Il giudice di secondo grado aveva respinto l’eccezione di prescrizione del diritto al rimborso, ritenendo applicabile la normativa anteriore al d.m. 27.12.2000 e quindi, ai sensi dell’art. 176 del d.P.R. n. 156 del 1973, la scadenza del titolo alla fine del trentesimo anno successivo all’emissione. Alla data della richiesta di incasso la prescrizione decennale non era dunque maturata. Il titolare ha resistito con controricorso e la ricorrente ha depositato memoria.

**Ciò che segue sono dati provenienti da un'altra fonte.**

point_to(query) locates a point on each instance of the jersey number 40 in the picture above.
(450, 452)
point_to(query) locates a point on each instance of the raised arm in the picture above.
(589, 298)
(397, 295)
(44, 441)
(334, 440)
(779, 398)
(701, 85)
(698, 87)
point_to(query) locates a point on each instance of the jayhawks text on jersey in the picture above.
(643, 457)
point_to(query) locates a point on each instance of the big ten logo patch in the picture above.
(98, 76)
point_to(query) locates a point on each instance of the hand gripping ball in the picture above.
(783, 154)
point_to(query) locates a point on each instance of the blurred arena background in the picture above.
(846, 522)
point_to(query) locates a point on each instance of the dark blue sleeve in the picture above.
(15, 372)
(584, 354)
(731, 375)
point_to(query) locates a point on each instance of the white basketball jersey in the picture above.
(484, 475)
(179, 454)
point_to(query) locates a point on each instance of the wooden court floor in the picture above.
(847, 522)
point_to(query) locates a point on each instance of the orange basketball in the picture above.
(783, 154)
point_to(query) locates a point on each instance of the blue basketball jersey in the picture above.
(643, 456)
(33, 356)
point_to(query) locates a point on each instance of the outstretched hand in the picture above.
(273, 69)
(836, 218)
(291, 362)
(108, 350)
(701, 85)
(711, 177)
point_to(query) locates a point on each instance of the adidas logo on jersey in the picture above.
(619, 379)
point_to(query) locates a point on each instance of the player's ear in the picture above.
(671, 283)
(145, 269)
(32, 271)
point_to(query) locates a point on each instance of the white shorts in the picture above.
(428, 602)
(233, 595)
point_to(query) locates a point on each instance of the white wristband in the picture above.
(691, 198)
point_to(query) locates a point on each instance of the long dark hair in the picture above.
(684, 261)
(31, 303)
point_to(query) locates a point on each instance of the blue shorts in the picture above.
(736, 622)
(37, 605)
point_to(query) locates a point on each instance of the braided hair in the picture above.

La Motivazione della Corte
La Corte muove dalla ricostruzione del quadro normativo succedutosi nel tempo. In base all’art. 176 d.P.R. n. 156/1973 i buoni fruttiferi postali potevano essere riscossi entro la fine del trentesimo anno solare successivo a quello di emissione; dal 1° gennaio successivo i buoni non riscossi cessavano di essere fruttiferi ed erano rimborsati a richiesta entro il termine di prescrizione di cinque anni. L’articolo è stato abrogato dall’art. 7 del d.lgs. n. 284/1999, a decorrere dall’entrata in vigore dei decreti destinati a fissare le nuove caratteristiche dei titoli.
Il successivo art. 8, comma 1, d.m. 19 dicembre 2000 ha stabilito che i diritti dei titolari si prescrivono trascorsi dieci anni dalla data di scadenza del titolo. L’art. 10, comma 2, dello stesso decreto ha esteso tale disciplina anche alle serie già emesse, per le quali non si fossero compiuti i termini di prescrizione previgenti. Ne deriva una rimodulazione della prescrizione non consumata tanto nella durata quanto nella decorrenza.
Il Collegio esclude che la conclusione del Tribunale possa trovare sostegno nel riferimento alla Cass. Sez. U. 15 giugno 2007, n. 13979, che riguardava fattispecie diversa e affermava la prevalenza delle condizioni apposte sul titolo in tema di saggio degli interessi. Le norme sulla prescrizione non sono derogabili (art. 2936 c.c.) e non tollerano una combinazione tra la durata prevista dalla nuova disciplina e la decorrenza stabilita da quella abrogata: ciò consentirebbe al titolare di giovarsi contemporaneamente dell’allungamento del termine e del differimento del suo inizio.
Quanto alla sostituzione automatica di clausole ex art. 1339 c.c., la Corte richiama il meccanismo di integrazione contrattuale dell’art. 173, comma 1, d.P.R. n. 156/1973, che abilita l’autorità ministeriale a fissare il saggio d’interesse dei buoni e ne consente l’inserzione nel regolamento contrattuale. Il ricorso è pertanto accolto, con cassazione della sentenza impugnata e rinvio al Tribunale di Brindisi, in diversa composizione, anche per la regolazione delle spese.